Let's say I've got Nextcloud selfhosted in my basement and that it is accessible on the world wide web at nextcloud.kickassdomain.org. When someone puts in that URL, we'll have all the fun DNS-lookups trying to find the IP address to get them to my router, and my router forwards ports 80 and 443 to a machine running a reverse-proxy, and the reverse-proxy then sends it to a machine-and-port that Nextcloud is listening to.
When I do this on my phone next to that computer hosting Nextcloud, (I believe) what happens is that the data leaves and re-enters my home network as my router sends the data to the IP address it is looking for (which is itself). This would mean that instead of getting a couple hundred Mbps from the local wifi (or being etherneted in and getting even more), I'm limited by my ISPs upload speed of ~25Mbps.
Maybe that just isn't the case and I've got nothing to worry about...

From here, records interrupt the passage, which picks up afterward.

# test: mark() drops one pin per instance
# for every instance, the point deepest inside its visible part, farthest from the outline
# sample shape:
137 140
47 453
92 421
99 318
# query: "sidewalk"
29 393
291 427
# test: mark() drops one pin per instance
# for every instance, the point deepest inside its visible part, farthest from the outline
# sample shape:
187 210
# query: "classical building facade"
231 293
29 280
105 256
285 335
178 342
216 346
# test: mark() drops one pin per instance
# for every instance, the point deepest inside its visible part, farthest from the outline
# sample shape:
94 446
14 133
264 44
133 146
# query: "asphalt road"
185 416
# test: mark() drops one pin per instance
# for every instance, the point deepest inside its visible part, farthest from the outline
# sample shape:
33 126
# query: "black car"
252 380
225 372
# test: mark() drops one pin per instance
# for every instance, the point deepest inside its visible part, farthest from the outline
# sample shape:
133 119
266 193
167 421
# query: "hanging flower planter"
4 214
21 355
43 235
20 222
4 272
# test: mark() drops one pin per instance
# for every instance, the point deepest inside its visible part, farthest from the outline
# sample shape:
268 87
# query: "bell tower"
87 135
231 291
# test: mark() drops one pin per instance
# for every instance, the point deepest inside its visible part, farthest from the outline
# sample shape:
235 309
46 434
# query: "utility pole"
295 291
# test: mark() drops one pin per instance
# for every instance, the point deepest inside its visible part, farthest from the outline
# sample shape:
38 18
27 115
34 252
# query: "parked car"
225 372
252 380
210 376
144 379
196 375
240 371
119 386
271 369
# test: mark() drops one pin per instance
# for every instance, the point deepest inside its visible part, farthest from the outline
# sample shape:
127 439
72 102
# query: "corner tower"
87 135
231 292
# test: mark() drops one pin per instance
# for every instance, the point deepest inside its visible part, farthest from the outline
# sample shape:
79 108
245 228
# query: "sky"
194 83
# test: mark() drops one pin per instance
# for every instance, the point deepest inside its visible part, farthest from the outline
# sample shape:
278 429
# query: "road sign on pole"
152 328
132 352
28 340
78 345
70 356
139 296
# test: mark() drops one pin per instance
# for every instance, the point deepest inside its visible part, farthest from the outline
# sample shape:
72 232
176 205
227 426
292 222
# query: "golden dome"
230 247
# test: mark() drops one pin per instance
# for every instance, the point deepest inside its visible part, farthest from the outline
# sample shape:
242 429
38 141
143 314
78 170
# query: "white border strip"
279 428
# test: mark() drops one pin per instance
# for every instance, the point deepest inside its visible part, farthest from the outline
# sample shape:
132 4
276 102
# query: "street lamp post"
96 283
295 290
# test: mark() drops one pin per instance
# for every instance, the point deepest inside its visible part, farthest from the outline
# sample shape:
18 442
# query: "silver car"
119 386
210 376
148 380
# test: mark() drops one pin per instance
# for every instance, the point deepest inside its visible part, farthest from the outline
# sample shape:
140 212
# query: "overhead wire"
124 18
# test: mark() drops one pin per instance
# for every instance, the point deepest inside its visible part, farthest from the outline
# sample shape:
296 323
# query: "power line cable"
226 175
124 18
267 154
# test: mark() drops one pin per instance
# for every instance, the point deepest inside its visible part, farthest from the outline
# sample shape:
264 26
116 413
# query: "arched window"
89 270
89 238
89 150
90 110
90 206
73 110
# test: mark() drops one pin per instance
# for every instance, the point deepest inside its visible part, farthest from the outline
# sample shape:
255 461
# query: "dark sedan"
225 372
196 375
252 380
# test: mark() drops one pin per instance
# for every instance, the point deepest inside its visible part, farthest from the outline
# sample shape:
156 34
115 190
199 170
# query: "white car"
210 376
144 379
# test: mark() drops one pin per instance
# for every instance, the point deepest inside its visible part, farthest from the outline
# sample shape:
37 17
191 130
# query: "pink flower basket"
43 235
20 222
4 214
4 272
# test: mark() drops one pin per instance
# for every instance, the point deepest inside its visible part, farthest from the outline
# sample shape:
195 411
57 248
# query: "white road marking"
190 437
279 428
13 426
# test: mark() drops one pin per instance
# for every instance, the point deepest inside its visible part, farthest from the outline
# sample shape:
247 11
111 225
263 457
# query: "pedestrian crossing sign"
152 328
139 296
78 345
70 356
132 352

What I want my network to do is to know that nothing has to leave the network at all and just use the local speeds. What I tried before was using a DNS re-write in Adguard such that anything going to my kickassdomain would instead go to the local IP address (so like nextcloud.kickassdomain.org -> 192.168.0.99). This seemed to cause a lot of problems when I then left the house because, I assume, the DNS info was cached and my phone would out in the world and try to connect to that IP and fail.

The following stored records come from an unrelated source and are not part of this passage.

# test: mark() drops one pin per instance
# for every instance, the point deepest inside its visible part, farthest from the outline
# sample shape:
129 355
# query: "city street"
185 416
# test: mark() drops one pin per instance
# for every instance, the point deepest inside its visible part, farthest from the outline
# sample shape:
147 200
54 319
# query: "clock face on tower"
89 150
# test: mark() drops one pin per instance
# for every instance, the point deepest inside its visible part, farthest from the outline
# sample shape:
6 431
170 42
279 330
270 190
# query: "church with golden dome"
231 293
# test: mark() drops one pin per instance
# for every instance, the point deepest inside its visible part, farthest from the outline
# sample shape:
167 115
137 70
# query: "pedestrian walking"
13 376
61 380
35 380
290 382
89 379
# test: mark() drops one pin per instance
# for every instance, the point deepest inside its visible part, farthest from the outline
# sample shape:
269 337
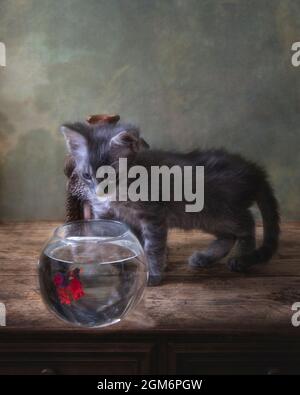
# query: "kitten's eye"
86 176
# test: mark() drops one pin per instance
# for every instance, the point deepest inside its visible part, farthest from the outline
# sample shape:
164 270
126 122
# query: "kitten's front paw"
237 265
198 259
154 279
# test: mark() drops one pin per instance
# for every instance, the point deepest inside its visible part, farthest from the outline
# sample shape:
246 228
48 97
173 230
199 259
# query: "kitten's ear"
129 140
76 143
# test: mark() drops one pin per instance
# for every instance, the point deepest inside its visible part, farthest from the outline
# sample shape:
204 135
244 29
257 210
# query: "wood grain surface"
206 300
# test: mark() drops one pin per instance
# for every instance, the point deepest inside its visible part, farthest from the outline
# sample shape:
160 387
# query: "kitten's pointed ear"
129 140
76 143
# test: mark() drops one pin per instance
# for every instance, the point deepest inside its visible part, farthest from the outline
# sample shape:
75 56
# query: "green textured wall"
189 72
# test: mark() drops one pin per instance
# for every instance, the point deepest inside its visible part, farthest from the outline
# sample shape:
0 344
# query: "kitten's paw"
198 259
154 279
237 265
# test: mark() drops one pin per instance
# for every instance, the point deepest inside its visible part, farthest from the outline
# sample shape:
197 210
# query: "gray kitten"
232 185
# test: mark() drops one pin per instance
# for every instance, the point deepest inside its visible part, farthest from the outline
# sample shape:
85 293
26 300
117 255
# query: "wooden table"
205 321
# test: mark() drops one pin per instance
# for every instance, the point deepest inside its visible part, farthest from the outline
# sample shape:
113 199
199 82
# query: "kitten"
231 184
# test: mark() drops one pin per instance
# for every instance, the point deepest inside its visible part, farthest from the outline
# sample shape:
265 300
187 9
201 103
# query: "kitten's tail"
269 209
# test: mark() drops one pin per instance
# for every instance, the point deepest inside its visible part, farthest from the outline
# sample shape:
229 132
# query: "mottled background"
189 72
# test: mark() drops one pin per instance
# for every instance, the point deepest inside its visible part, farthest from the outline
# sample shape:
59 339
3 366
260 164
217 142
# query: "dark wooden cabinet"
163 354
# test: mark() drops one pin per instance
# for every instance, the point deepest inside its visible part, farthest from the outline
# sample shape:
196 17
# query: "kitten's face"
100 145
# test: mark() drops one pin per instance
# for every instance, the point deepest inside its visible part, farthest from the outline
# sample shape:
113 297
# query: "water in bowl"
89 282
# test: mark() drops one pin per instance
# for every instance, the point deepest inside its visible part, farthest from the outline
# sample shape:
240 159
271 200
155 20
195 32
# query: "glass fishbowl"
92 273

My final goal here is that I want to upload/download from my selfhosted applications (like nextcloud) without being limited by the relatively slow upload speed of the ISP.
Maybe the computer already figured all this out, though - it does seem like my router should know it's own IP and not bother sending things out into the world just for them to come back.
If it matters, my IP address is pretty stable, but more importantly it is unique to me (like every house in the neighborhood has their own IP).
Updates from testing: So everything does indeed just work without me needing to change how I already had it set up, presumably because the router did the hairpin NAT action folks are talking about here.
I tested it by installed iperf3 on the server then I used my phone (using the PingTools Network Utilities android app, only found on google play and not on f-droid) to connect. Here are the results:
- Phone to local IP address (192.168.0.xxx) - ~700 Mbits/second
- Phone to speedtest.mykickassdomain.org while still on the wifi - ~700 Mbits/second
- Phone on cellular to speedtest.mykickassdomain.org - ~4 Mbits/second
Others have already answered but this might help understand.
On cloudflare DNS, I set my domain to point to external IP address my ISP gives me for my router. Ie example.com points to 107.474.274.12
Within my network, my internal DNS (pi hole) is set to point to the internal IP address of my server. Ie example.com points to 192.168.1.23
Note that in the first example, the router has port forwarding so that all https traffic (port 443) is forwarded to the internal IP of my server, 192.168.1.23. I'm both example, the traffic ends up in the same place but the route it takes depends on if the traffic starts inside my network (example 2) or outside of the internet (example 1).
So i had done this (with Adguard rather than pihole) and i think i was getting caching issues. Whether or not i was, though, i removed it and it looks like my router is handling it all just fine without the rewrite on the local DNS server.
Some folks mentioned "hairpin NAT" - i was reading the wiki on NAT last night but didnt get to hairpin, but that appears to be what is happening.
The conclusion is - my setup had been doing what i want the whole time without any DNS fiddling. I updated the original post with the speedtests.
Yes, hairpin can make it work but some routers don't seem to do it well.
The other issue is that on wireguard by DNS is set to pi hole and without doing this my internal stuff wasn't working without doing this
I do this too, with Pi Hole as well.